The code that fetches the .tar file and lists its contents looks like this:
try { URL listing = new URL("http://somewhere.an.edu/lynx/lynx2html.tar"); String s = (String)listing.getContents(); System.out.println( s ); ...
We'll produce a listing similar to the UNIX tar application's output:
Tape Archive Listing: 0 Tue Sep 28 18:12:47 CDT 1993 lynx2html/ 14773 Tue Sep 28 18:01:55 CDT 1993 lynx2html/lynx2html.c 470 Tue Sep 28 18:13:24 CDT 1993 lynx2html/Makefile 172 Thu Apr 01 15:05:43 CST 1993 lynx2html/lynxgate 3656 Wed Mar 03 15:40:20 CST 1993 lynx2html/install.csh 490 Thu Apr 01 14:55:04 CST 1993 lynx2html/new_globals.c ...
Our content handler dissects the file to read the contents and generates the listing. The URL's getContent() method returns that information to our application as a String object.
First we must decide what to call our content handler and where to put it. The MIME-type hierarchy classifies the tar format as an "application type extension." Its proper MIME type is then application/x-tar.
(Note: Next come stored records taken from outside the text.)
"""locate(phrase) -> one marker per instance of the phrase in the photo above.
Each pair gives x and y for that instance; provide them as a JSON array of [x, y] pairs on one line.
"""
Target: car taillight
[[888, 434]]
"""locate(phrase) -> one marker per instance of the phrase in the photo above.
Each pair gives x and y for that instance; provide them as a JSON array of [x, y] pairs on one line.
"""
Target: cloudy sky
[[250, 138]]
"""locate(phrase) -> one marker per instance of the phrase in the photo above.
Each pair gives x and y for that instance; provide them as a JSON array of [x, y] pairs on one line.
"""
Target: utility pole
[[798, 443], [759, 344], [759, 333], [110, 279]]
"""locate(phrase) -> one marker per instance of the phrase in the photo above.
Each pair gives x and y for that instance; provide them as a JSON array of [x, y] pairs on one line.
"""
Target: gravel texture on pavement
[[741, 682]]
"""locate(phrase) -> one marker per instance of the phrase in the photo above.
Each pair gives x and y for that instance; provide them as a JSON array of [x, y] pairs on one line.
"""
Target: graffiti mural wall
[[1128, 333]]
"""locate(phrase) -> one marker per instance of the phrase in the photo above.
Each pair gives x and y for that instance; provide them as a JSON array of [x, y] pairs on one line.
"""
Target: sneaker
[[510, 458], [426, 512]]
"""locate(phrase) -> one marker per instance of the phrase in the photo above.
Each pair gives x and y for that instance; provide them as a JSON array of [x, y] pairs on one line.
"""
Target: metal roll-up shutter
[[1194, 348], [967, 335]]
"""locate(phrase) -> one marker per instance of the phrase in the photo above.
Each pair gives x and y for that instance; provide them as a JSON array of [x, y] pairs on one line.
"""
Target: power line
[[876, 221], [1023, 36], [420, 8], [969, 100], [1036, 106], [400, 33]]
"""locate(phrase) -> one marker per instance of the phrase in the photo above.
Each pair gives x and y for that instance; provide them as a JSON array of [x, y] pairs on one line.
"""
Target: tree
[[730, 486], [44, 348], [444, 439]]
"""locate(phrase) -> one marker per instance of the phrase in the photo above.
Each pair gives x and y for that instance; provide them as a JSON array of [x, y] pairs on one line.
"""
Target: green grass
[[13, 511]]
Therefore, our handler belongs to the net.www.content.application package, and goes into the class file net/www/content/application/x_tar.class. Note that the name of our class is x_tar, rather than x-tar; you'll remember the dash is illegal in a class name so, by convention, we convert it to an underscore.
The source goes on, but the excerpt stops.